Apart from debt service which is estimated to gobble up about 60 per cent of the J$612-billion 2012 national budget, Jamaica's education budget received the largest ministerial allocation of 12 per cent of the budget pie.
The J$73.8-billion education budget for the current year is 5.66 times the size of the historical high profit of NCB. Education is very big business.
Education Minister Ronald Thwaites, his Cabinet colleagues and our prime minister carry a huge responsibility as they spend the entire budget - 60 per cent of which they and their colleagues of former administrations have ceded to the control of lenders - and especially that of its highest funded ministry, education.
In a difficult economic environment, by adopting sensible policies and implementing them well, the education ministry can be expanded to become a direct engine of economic growth.
Trinidad and Tobago and the Dominican Republic have marked their economic space as manufacturers in the Caribbean.
Jamaica does not have Trinidad's cheap energy resources and attendant cash.
THE KNOWLEDGE WORKER
Given that the "leading social groups will be knowledge workers" in the Post-Capitalist Society by Peter Drucker, Jamaica's Government, business people and investors, educators, parents and students must cooperate and agree to make Jamaica the education capital of the Caribbean.
With limited natural resources, crippling debt, and very high unemployment, the government needs to set clear policies, invite local and foreign investors, and change and improve significantly the standards by which we educate our students.
If the 'knowledge worker' is the best asset a company can have and a country can produce, Jamaica needs to make the 'policy decision' to restructure our educational activities to produce this consistently excellent knowledge-worker product.
We can give our country an outstanding sustainable competitive advantage if we adopt such a policy and implement it consistently well. Costa Rica, Latvia and Japan, all countries without abundant natural resources, have done so.
Jamaican nurses and teachers are well recognised, sought after and respected across the world including the United States, Canada, the United Kingdom and elsewhere in Europe, the Middle East and Japan.
This recognition is without any direct GOJ policy support and, sometimes, despite negative comments and objections locally.
To keep our focus narrow and strong, we should add actuaries and computer programmers to nurses and teachers as our first cohort of knowledge workers.
As world demand changes, our basket of skills will.
FIT FOR EXPORT
Jamaican nurses and actuaries are in extremely high demand overseas.

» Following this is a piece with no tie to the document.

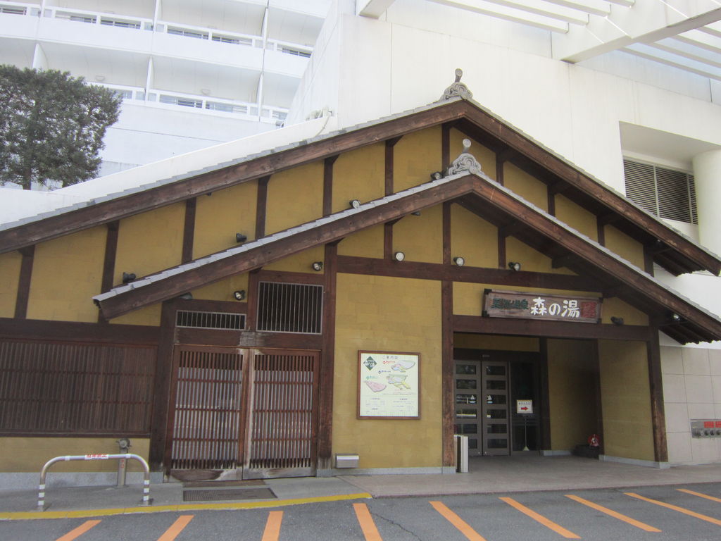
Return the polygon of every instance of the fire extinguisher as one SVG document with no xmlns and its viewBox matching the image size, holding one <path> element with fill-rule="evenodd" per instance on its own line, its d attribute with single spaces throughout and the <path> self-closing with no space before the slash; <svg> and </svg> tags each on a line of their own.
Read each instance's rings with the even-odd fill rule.
<svg viewBox="0 0 721 541">
<path fill-rule="evenodd" d="M 588 436 L 589 447 L 598 447 L 600 446 L 601 439 L 598 437 L 598 434 L 591 434 Z"/>
</svg>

Nurses have a long tradition of seeking and finding foreign employment.
So let us turn the supply of this need into an industry. Let us train our nurses - and actuaries, teachers and computer programmers - to the highest international levels to pass the exams in their destination countries.
In the US, the relevant exam is the National Council Licensure Examination (NCLEX) which seeks to test nursing knowledge learned in school, and if nurses can use critical thinking skills to make nursing judgments.

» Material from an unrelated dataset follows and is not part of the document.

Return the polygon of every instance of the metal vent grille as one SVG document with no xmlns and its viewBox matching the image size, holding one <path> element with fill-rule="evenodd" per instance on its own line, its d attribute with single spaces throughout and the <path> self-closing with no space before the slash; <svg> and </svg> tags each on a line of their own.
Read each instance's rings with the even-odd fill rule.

Female and male students will be gleaned from our best high schools, and high-school graduates who may have joined the workforce could choose to return to the full-time classroom degree programme to take up a career in nursing.
Foreign students from the Caribbean, Central and South America - many with the view to learn English - could be encouraged to study on Jamaican campuses. The full degree programme attendees could be one stream of students.

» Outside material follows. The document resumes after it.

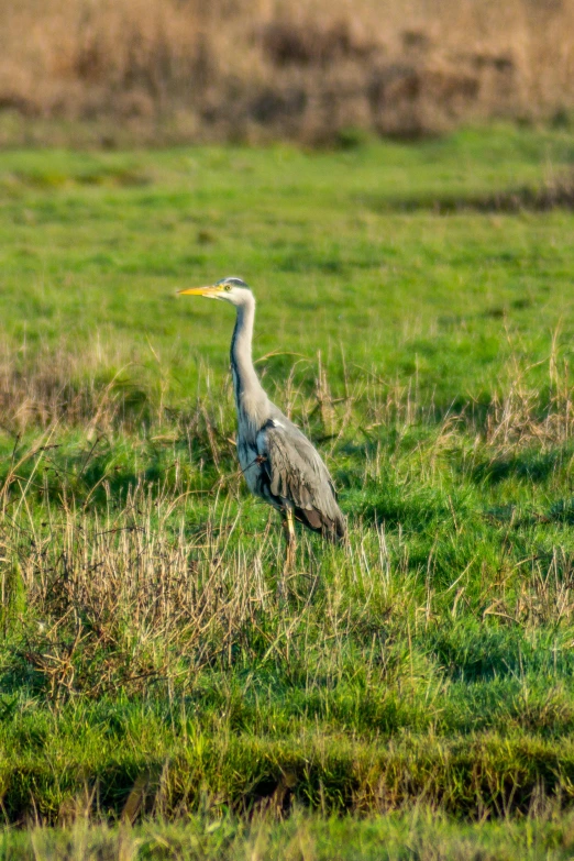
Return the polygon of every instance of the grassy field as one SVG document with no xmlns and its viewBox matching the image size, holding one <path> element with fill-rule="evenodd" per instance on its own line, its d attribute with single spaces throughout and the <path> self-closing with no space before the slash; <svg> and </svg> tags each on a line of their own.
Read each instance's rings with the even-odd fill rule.
<svg viewBox="0 0 574 861">
<path fill-rule="evenodd" d="M 0 156 L 7 858 L 571 857 L 574 143 L 352 143 Z M 349 517 L 285 600 L 224 275 Z"/>
</svg>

A second could be populated by more experienced practising nurses with degrees from our region, but also as from far away as India and elsewhere in Asia, who need to prepare and pass the NCLEX, and strengthen their English language skills.
The key to success of developing a strong demand pull for our nursing graduates is the tough student-selection criteria, effective teaching and rigorous scholarship standards.
There can be no compromises on these standards for nurses, actuaries and others in this drive to educational excellence and economic growth.
LUCRATIVE INVESTMENT DESTINATION
I propose that private investors should lead this charge.
In any event, the GOJ has very little, if any, cash to be an investor. Still, the GOJ's role is vital.
Private investors will need large plots of land to build campuses. The GOJ has large swathes of unused land which can be made available on very long leases to investors.
The focus must be to get investors to put their money in the project and not to make a killing on the leasing of land that has remained unused for generations.
Jamaicans will benefit from construction jobs to build the campuses and dormitories, new jobs to educators and other service providers, as well as a multiplier effect to farmers and craftsmen that will supply goods and services to these campuses.
The Government will need to legislate changes to the granting of licences by professional bodies to remove possible roadblocks and unnecessary delays.
Some investors may want to build entire campuses to house basic/kindergarten, prep, high school and tertiary campuses using the well-prepared graduates from their high schools to help feed their degree programmes.
Other investors and educators may decide to employ the very rigorous International Baccalaureate high-school programme which, when passes are achieved by these students, fits them extremely well for university education.
Clearly, I view this kind of education offering as an export product and foreign-exchange earner, but all graduates will not necessarily leave Jamaica.
The injection of private investor's money, rigorous educational standards and good jobs for graduates will also force our current educational system to change and improve its quality.
This approach will be a win-win for investors, educators, parents, students and Jamaica.